Let $1\leq p<q\leq\infty$
Consider the spaces $X=(C(a,b), \|\cdot\|_{L^q(a,b)})$ and $Y=(C(a,b), \|\cdot\|_{L^p(a,b)})$. I want to show $X$ is continuously embedded in $Y$, but $Y$ is not continuously embedded in $X$.
Proof attempt:
Note an operator between normed spaces is continuous if and only if bounded, so it suffices to show that $\exists C>0$ s.t. $\|x\|_Y\leq C\|x\|_X$
We want the inclusion map $\iota(f) \mapsto f$, to be bounded for $f\in C(a,b)$ where $\|f\|_{L^q}$.
Note for a finite measure space $E$, (Lebesgue measure), there is a nesting of $L^p(E)$ spaces. We have the following relationship derived from Holder's inequality: for $1\leq p<q\leq \infty$ $\|f\|_{L^p}\leq \mu(E)^{1/p-1/q}\|f\|_{L^q}$
So we have $\|f\|_Y \leq C\|f\|_X$ where $C=\mu(E)^{1/p-1/q}$. So the inclusion map is continuous, and so $X$ is continuously embedded into $Y$.

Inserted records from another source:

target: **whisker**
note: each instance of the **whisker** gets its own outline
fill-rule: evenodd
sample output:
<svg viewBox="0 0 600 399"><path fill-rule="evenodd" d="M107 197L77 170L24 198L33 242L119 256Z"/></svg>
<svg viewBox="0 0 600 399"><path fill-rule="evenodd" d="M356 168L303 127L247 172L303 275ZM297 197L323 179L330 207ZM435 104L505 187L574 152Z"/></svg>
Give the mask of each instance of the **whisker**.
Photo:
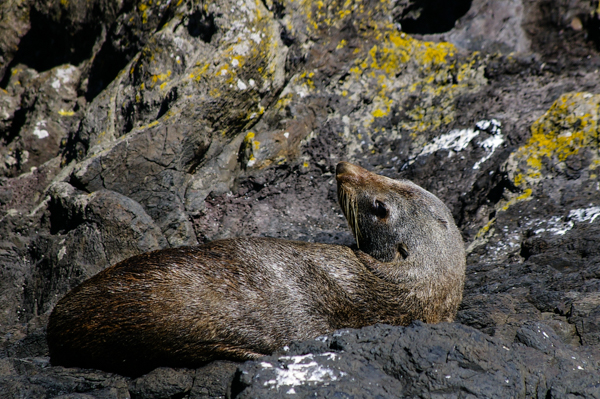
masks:
<svg viewBox="0 0 600 399"><path fill-rule="evenodd" d="M361 232L358 227L358 204L356 203L355 198L342 188L338 191L338 201L344 216L346 216L350 231L352 231L352 234L354 235L356 245L359 246L358 240L361 237Z"/></svg>
<svg viewBox="0 0 600 399"><path fill-rule="evenodd" d="M360 229L358 228L358 204L354 201L354 226L356 229L356 233L354 237L356 238L356 245L358 246L358 239L362 236L360 233Z"/></svg>

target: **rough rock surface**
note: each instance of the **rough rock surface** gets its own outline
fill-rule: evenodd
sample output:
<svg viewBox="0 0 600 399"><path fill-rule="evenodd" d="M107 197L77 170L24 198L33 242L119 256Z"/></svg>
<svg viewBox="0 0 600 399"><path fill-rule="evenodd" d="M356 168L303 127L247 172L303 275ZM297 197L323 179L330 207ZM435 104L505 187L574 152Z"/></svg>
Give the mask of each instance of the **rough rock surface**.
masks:
<svg viewBox="0 0 600 399"><path fill-rule="evenodd" d="M600 397L599 46L589 0L1 2L0 397ZM133 254L351 244L340 160L449 206L456 323L50 365L54 304Z"/></svg>
<svg viewBox="0 0 600 399"><path fill-rule="evenodd" d="M240 398L598 397L598 360L567 347L541 323L524 323L507 344L460 324L415 322L340 330L292 345L241 366L233 387Z"/></svg>

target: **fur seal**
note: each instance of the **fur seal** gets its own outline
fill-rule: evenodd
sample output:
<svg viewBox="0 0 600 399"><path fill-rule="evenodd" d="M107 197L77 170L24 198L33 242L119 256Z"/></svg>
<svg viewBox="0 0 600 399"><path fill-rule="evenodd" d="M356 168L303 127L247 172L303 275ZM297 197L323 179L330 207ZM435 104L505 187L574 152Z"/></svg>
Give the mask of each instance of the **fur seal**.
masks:
<svg viewBox="0 0 600 399"><path fill-rule="evenodd" d="M131 257L58 302L52 364L139 375L253 359L340 328L452 321L465 252L448 208L347 162L336 178L356 246L233 238Z"/></svg>

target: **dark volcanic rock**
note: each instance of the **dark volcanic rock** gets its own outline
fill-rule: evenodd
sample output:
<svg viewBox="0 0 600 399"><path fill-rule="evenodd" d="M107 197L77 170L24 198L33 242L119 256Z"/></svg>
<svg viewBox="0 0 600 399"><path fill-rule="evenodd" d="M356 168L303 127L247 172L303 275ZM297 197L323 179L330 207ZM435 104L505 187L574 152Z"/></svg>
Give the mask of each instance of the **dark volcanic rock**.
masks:
<svg viewBox="0 0 600 399"><path fill-rule="evenodd" d="M131 382L132 398L171 398L186 395L194 384L193 370L157 368Z"/></svg>
<svg viewBox="0 0 600 399"><path fill-rule="evenodd" d="M0 3L0 397L600 396L597 2ZM459 324L137 379L50 365L54 304L126 257L352 244L340 160L451 209Z"/></svg>
<svg viewBox="0 0 600 399"><path fill-rule="evenodd" d="M415 345L415 343L418 343ZM598 359L526 323L514 343L460 324L341 330L241 366L236 397L598 397ZM577 381L577 385L572 383ZM549 396L546 396L549 395ZM296 397L296 396L295 396Z"/></svg>

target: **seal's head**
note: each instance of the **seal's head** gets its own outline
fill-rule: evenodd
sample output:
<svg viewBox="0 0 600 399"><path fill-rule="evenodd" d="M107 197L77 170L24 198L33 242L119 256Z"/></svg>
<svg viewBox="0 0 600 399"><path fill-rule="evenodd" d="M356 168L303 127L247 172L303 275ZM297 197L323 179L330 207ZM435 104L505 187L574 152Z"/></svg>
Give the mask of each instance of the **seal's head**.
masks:
<svg viewBox="0 0 600 399"><path fill-rule="evenodd" d="M464 259L450 211L427 190L348 162L337 165L336 179L340 206L362 252L380 262L415 260L426 268L448 257Z"/></svg>

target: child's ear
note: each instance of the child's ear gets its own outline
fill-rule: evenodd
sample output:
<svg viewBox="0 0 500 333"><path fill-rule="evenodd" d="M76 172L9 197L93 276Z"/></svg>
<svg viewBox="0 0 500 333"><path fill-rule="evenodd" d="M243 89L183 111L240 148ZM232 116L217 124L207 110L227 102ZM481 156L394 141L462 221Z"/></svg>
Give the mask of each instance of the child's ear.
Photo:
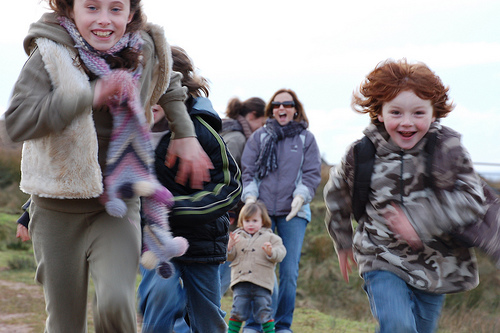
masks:
<svg viewBox="0 0 500 333"><path fill-rule="evenodd" d="M379 115L377 116L377 119L378 119L378 121L380 121L381 123L383 123L383 122L384 122L384 116L382 116L381 114L379 114Z"/></svg>
<svg viewBox="0 0 500 333"><path fill-rule="evenodd" d="M129 24L130 22L132 22L132 19L134 18L134 13L130 13L130 15L128 16L128 21L127 21L127 24Z"/></svg>

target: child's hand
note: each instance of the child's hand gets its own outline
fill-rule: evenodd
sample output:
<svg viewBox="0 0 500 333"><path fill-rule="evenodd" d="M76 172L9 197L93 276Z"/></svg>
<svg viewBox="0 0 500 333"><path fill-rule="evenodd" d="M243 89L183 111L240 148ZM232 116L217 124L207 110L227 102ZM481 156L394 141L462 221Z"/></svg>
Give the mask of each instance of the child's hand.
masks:
<svg viewBox="0 0 500 333"><path fill-rule="evenodd" d="M29 241L31 239L30 233L28 232L28 228L26 228L22 224L17 224L16 237L21 238L23 242Z"/></svg>
<svg viewBox="0 0 500 333"><path fill-rule="evenodd" d="M394 202L391 203L391 207L389 207L387 212L384 214L389 229L391 229L396 237L404 239L412 249L422 249L424 246L422 240L415 231L415 228L411 225L403 210Z"/></svg>
<svg viewBox="0 0 500 333"><path fill-rule="evenodd" d="M349 260L352 261L352 263L355 266L357 266L356 261L354 261L354 255L352 253L352 249L339 250L337 252L337 257L339 258L339 266L340 266L340 272L342 273L342 277L344 278L345 282L349 283L349 273L352 272Z"/></svg>
<svg viewBox="0 0 500 333"><path fill-rule="evenodd" d="M269 242L265 242L262 245L262 249L264 250L264 252L266 252L268 257L273 255L273 244L271 244Z"/></svg>
<svg viewBox="0 0 500 333"><path fill-rule="evenodd" d="M209 169L213 169L214 166L198 139L187 137L171 140L165 157L165 165L168 168L174 166L178 157L180 163L175 181L185 185L189 178L191 188L203 189L203 182L210 181Z"/></svg>
<svg viewBox="0 0 500 333"><path fill-rule="evenodd" d="M105 105L110 99L121 96L127 89L127 84L132 84L127 79L122 75L116 75L116 77L108 75L97 79L92 105L94 107Z"/></svg>
<svg viewBox="0 0 500 333"><path fill-rule="evenodd" d="M240 235L229 232L229 242L227 244L227 251L231 252L233 246L240 241Z"/></svg>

However, $Y$ is not continuously embedded into $X$.
we can show the inverse inclusion map $\iota^{-1}(f)\mapsto f$ in general is not bounded by taking $f\in L^p(a,b)\setminus L^q(a,b)$, and noting the norm in $L^p$ is finite but the norm in $L^q$ is infinite, showing the inverse/backwards inclusion map is not continuous. I could use the explicit counterexample: $x^{-1/q}{\chi(a,b)}$ to show this.
Consider $(a,b)=(0,1)$, $r\in (p,q)$ and $$ f_\varepsilon(x)=(x+\varepsilon)^{-\frac{1}{r}}. $$ Then $$ \int_0^1 |\,f_\varepsilon|^p<\int_0^1 x^{-p/r}\,dx=\frac{1}{1-p/r}=\frac{r}{r-p} $$ and hence $$ \|\,f_\varepsilon\|_p<\left(\frac{r}{r-p}\right)^{1/p}. $$ Meanwhile $$ \lim_{\varepsilon\to 0}\int_0^1 |\,f_\varepsilon|^q=\lim_{\varepsilon\to 0}\int_0^1 (x+\varepsilon)^{-\frac{q}{r}}\,dx=\lim_{\varepsilon\to 0}\frac{1}{q/r-1}\left(\varepsilon^{-q/r}-(1+\varepsilon)^{-q/r}\right)=\infty. $$